Obama reaches out, just as he said he would

A central theme of Barack Obama’s presidential campaign was a return to civility — the long-lost ability for Americans to disagree without being disagreeable, perhaps building bridges to progress on a host of issues.

Getting there won’t be easy, as the president-elect found out last week.

Obama came under fire from some of his strongest supporters after inviting the Rev. Rick Warren to deliver the opening prayer at his inauguration next month. Warren, founder of an evangelical megachurch in Southern California, is a rock star among pastors. He hosted a nationally televised campaign forum with Obama and GOP presidential nominee John McCain at his Saddleback Community Church in August, and wrote the phenomenally successful book, “The Purpose Driven Life,” which has sold more than 30 million copies worldwide.

He has also become notorious to plenty of his contemporaries for not being conservative enough. It seems his support of the fight against global warming, the millions of dollars he and his wife have put toward helping people with AIDS and his views against the use of torture to combat terrorism don’t match the social agendas of some other evangelical leaders.

Where he does agree with them, although far less loudly, is in his opposition to abortion and same-sex marriage. It’s the latter that has some Obama supporters outraged over the choice of Warren for what is seen as a high honor.

We see it as a gesture in keeping with what Obama called for so eloquently during the campaign: reaching out, talking, listening, looking for common ground. The president-elect noted last week that his choice of the Rev. Joseph Lowery, a civil-rights hero and advocate of same-sex marriage, to deliver the benediction at the inaugural underscores that point.
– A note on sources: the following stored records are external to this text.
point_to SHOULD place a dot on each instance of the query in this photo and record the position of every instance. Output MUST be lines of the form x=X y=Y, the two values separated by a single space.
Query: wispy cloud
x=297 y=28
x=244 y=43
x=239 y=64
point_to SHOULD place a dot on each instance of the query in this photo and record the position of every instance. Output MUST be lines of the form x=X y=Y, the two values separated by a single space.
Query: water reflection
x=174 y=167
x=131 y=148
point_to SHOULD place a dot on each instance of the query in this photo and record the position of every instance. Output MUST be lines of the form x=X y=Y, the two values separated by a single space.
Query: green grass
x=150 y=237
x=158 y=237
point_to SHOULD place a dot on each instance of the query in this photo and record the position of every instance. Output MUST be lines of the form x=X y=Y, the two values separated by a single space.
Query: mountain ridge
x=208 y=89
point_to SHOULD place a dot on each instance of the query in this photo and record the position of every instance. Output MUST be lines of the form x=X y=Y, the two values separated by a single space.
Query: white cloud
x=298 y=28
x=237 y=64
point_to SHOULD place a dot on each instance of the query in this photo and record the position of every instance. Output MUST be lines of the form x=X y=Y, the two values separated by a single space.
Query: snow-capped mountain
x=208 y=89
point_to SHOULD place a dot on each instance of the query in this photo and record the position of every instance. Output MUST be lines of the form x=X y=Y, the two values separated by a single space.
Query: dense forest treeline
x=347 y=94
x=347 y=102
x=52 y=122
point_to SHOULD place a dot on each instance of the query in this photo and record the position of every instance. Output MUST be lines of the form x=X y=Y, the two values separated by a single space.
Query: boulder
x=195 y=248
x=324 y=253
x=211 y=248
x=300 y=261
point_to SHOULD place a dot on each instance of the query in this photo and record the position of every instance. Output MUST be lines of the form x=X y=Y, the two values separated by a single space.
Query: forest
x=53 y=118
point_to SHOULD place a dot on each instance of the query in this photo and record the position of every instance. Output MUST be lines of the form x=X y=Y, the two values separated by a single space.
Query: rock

Warren endorsed California Proposition 8, in which voters last month overturned a state Supreme Court ruling that legalized gay marriage, but he didn’t contribute to the campaign or make appearances on its behalf. Warren is not a conservative lightning rod in the Jerry Falwell mold — far from it. His good work against AIDS, environmental degradation and illiteracy is guiding thousands of followers and improving millions of lives.

He could be a bridge between ultra-right-wing social doctrine and a more progressive worldview, just the kind of figure that would appeal to a bridge-building president.

Americans have been shouting at each other too much for too long. It’s time to try a different approach, even if it isn’t always easy.